His breath caught, surely breath he did not have. “As am I,” came the equally soft whisper of warm lips against her ear.

She wasn’t sure how long they remained in the embrace, the pleasure of human closeness. The erection slowly returned, but he made no advances, and she could not ignore the aching hardness of her nipples beneath her clothing and the clench below her belly that made her want to move still closer, to shift and squirm and wrap herself around him as he had her. Instead, she indulged the embrace, relishing his nearness, marveling at what it felt like to have maleness engulf her in safety, even to perhaps desire her a little, or at least the comfort of her body. It was a long time before she felt solid footing beneath her feet and Ascent-7 spoke out loud this time. “They have gone. They are no longer scanning the salvage yard.” Utility lighting came on just enough to illuminate a corridor that was not a part of Len’s short context with the computer. The embrace disappeared, though she sensed as she recovered her balance, that should she stumble, Ascent would not allow her to fall. “Come,” he said, and the path ahead of her illuminated still further revealing pristine white walls with a metallic sheen. “You must rehydrate and eat, then you may have a shower.”

“I have questions.” She followed him down the corridor. “Lots of questions.”

“I shall give you what answers I may,” came the reply, “Once you have refreshed yourself and rested.”

“Do you know who it was scanning us?” She asked as they stepped into a lift.

“I do not. I feel that I should, but I do not. I feel strongly that we must not reveal ourselves.”

“They’re after you, not me.” It wasn’t a question. It was a fact. She was no one anyone would ever look for, and that was just the way she planned to keep it.

“Perhaps.” The doors of the lift closed around her and her stomach dropped at the speed of the ascent.

“You’re a big ship?”

“My size is irrelevant,” came the reply. Silence returned and for a moment she was afraid he would once again give her the silent treatment. When the elevator stopped, they turned at a junction that almost instantly brought them to the open door of her chamber. The smell coming from inside was exquisite and she realized for the first time since she had broke and run just how hungry she was. This time the drink in the glass was bright orange. It was accompanied by a pitcher of water. “What is it?”

“Only another variation in the electrolyte formula I have been serving you.

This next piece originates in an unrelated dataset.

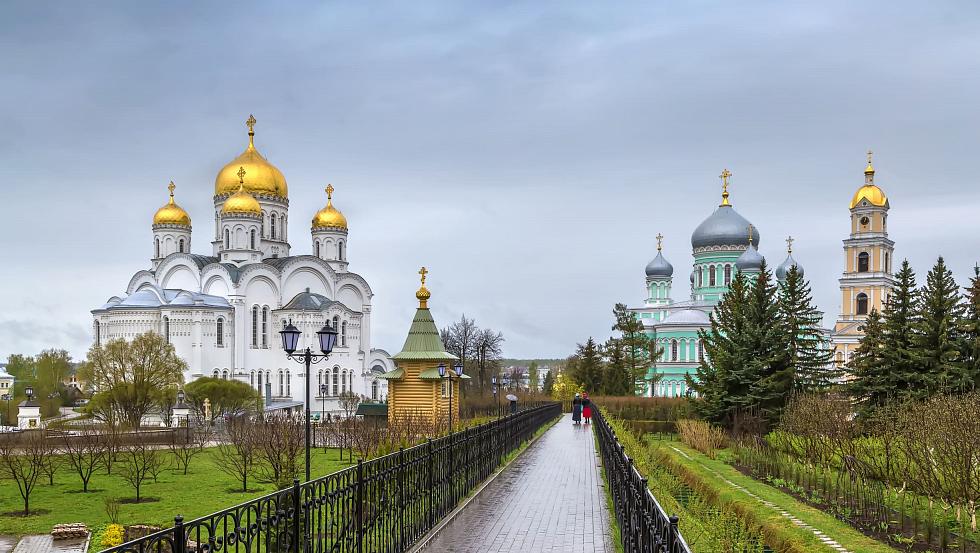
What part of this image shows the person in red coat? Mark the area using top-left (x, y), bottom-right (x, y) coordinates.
top-left (582, 393), bottom-right (592, 424)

This one will boost any nutrients and minerals you have lost from your flight in the Shimmer, since clearly you did not partake liberally of the water I provided.”

“Sorry,” she said, downing the contents of the glass in thirsty gulps. “I’m not used to having any spare water.”

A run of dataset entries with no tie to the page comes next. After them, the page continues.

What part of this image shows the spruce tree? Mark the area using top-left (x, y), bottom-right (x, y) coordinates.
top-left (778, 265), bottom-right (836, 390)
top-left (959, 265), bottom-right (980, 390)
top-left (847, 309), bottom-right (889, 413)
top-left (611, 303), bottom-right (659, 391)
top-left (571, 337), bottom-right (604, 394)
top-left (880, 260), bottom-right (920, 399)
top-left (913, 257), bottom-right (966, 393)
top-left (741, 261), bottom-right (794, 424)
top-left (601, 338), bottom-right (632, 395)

“You could have sustained severe damage from the heat.”

She smiled as she dug into a pasta dish she could not identify, but it was divine. “You don’t need to baby me,” she said around a mouthful, which she chased with a glass of water.

“I do not wish to have you damaged again after you were so difficult to repair in the first place.”

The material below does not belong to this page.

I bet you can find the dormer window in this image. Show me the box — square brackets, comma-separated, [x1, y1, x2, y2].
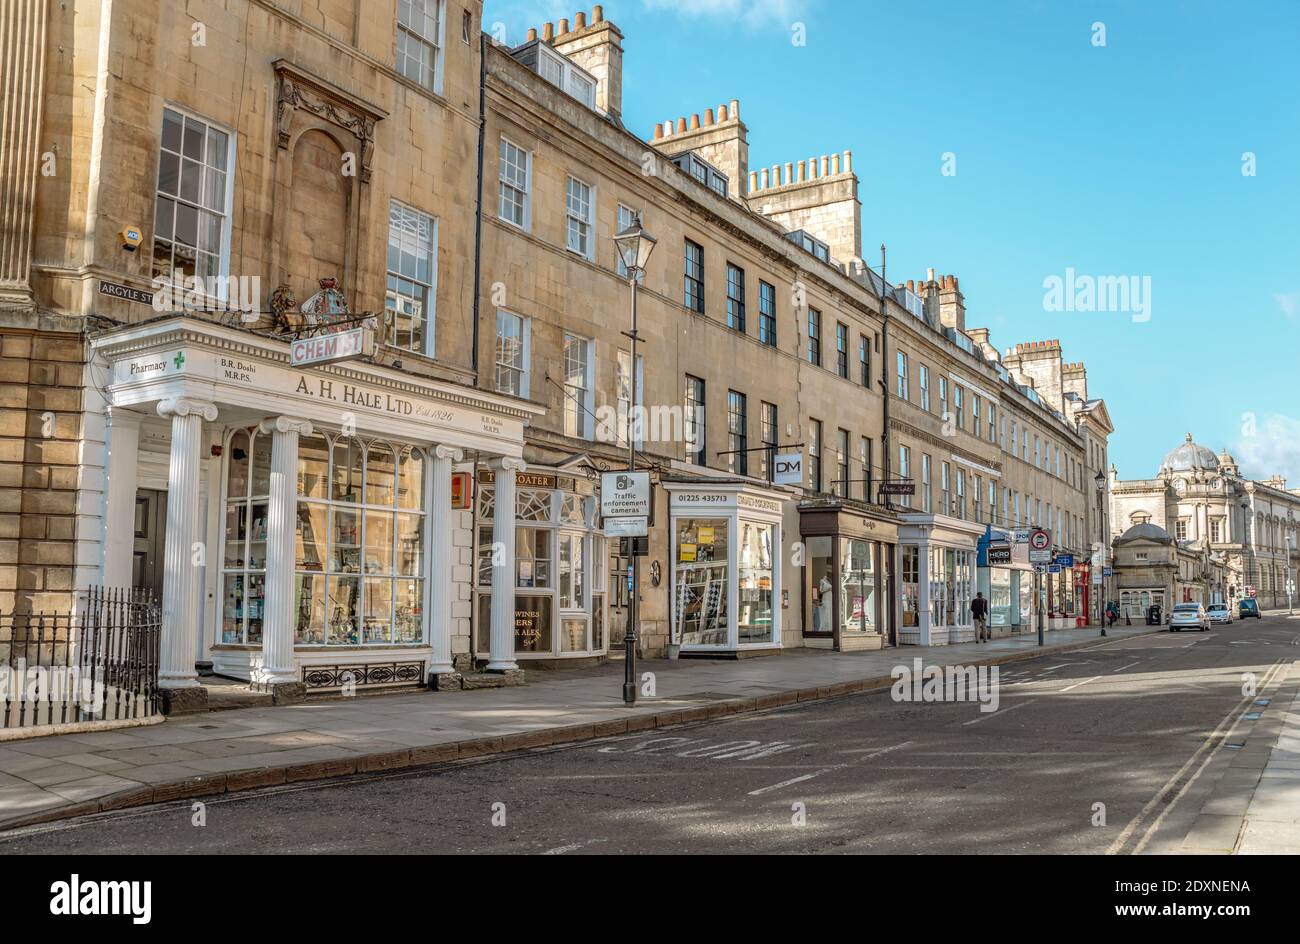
[786, 229, 830, 263]
[530, 43, 598, 111]
[671, 152, 729, 198]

“Ascent,” she sat down the glass and wiped sweaty palms on her trousers. “Ascent, how badly damaged was I? I mean I remember falling before I blacked out. I couldn’t make the leap. The only other thing I remember after that was waking up in the darkness and knowing someone was there. I thought perhaps the Religiosers were right and maybe there was an afterlife. I thought I was dead.”

“You were dead, Lenore,” came the reply, “and I could not remember how to fix you.

He said something after that, but she heard nothing over the beating of wings in her ears and her struggle to breathe.